Seriosuly though, 12-3 or 13-2 sounds bout rite. Although, I'd like to see Koko do cartwheels and backflips :biggrin:


----------



## texan (Jul 10, 2003)

I think a disappointing month is 10-5. I think that our schedule is easy enough for us to win 11 games, and possibly more. I think more towards the end of the month, we will be more suceptible to upset wins b/c we are nearing the end of the season, and may be a bit tired, etc, but I think that we will be ready for the big games.


----------



## XxMia_9xX (Oct 5, 2002)

Wed 2 Toronto- W 
Fri 4 Chicago- W
Sun 6 Utah- W
Tue 8 New Jersey- W 
Wed 9 @ Phoenix-W 
Sat 12 Denver- W 
Mon 14 New Orleans-W 
Wed 16 Minnesota-W
Fri 18 Charlotte-W 
Sun 20 @ Detroit-W 
Mon 21 @ New York-W 
Wed 23 @ Indiana-W 
Fri 25 Atlanta-W 
Sun 27 Houston-W 
Wed 30 Seattle- W 


yup i think we can win them all, but i think it'll be like 13-2... i just predicted 15-0 because i dont like predicting that spurs will lose.... ohh yeah i also think parker will have a very good month: ppg 20, apg 8... well hopefully


----------



## KokoTheMonkey (Aug 4, 2003)

Slap in the face to all of us. I said that a 10-5 record would be the very worst case scenario, and it looks like that is now the best case scenario.

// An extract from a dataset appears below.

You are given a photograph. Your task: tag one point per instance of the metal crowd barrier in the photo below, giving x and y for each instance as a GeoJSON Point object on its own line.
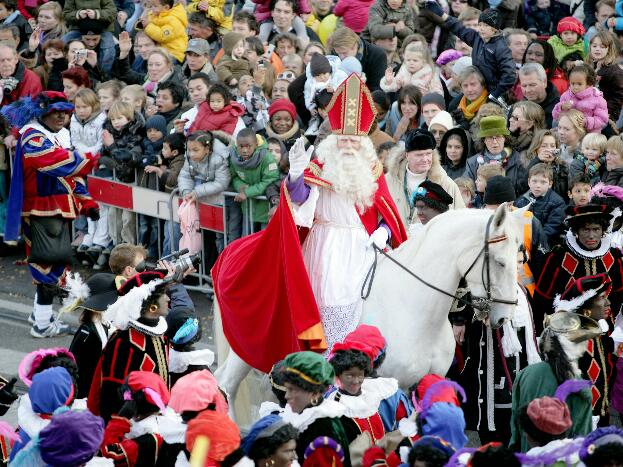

Combined record of the teams we've beaten this month:



Toronto - 28/39
Chicago - 35/31
Utah - 21/46
New Jersey - 32/36
New Orleans - 15/52
Minnesota - 35/34
Charlotte - 13/53



Whoop-de-do! A combined winning percentage of 38%. Those are the teams we have beaten this month. Two above 500 teams. We haven't beaten a Western Conference playoff team in more than a month (Houston, Feb 23)



What's there to be positive about at this point? Keep in mind the expectations that are put on this team. Ever heard of that phrase "Championship or bust"? Well, that applies to this team every friggin year, and right now we're realitically not even on the horizon of a championship caliber team. Again, I'll try not to fly off the handle, but this is contrsuctive criticism of a team who was near perfect heading into the All-Star break. 9-6 since the All-Star break.


----------



## Camaro_870 (Mar 12, 2005)

i feel you man, it kinda sucks how quickly things can turn


----------



## texan (Jul 10, 2003)

We are currently 7-5, after starting out the month a pristine 4-0. Even considering the injuries we have had, this is a bad month for us. I expected much better out of our team, especially Manu and Parker. We end the month with games against Atl, Houston and Seattle, and could end the month with a 500 record or lower. If we don't step up and start playing like a team, then we could slip down quite a bit in the playoff race.


----------



## TheRoc5 (Mar 1, 2005)

now that duncan is injurd i think we will have 7 wins this month


----------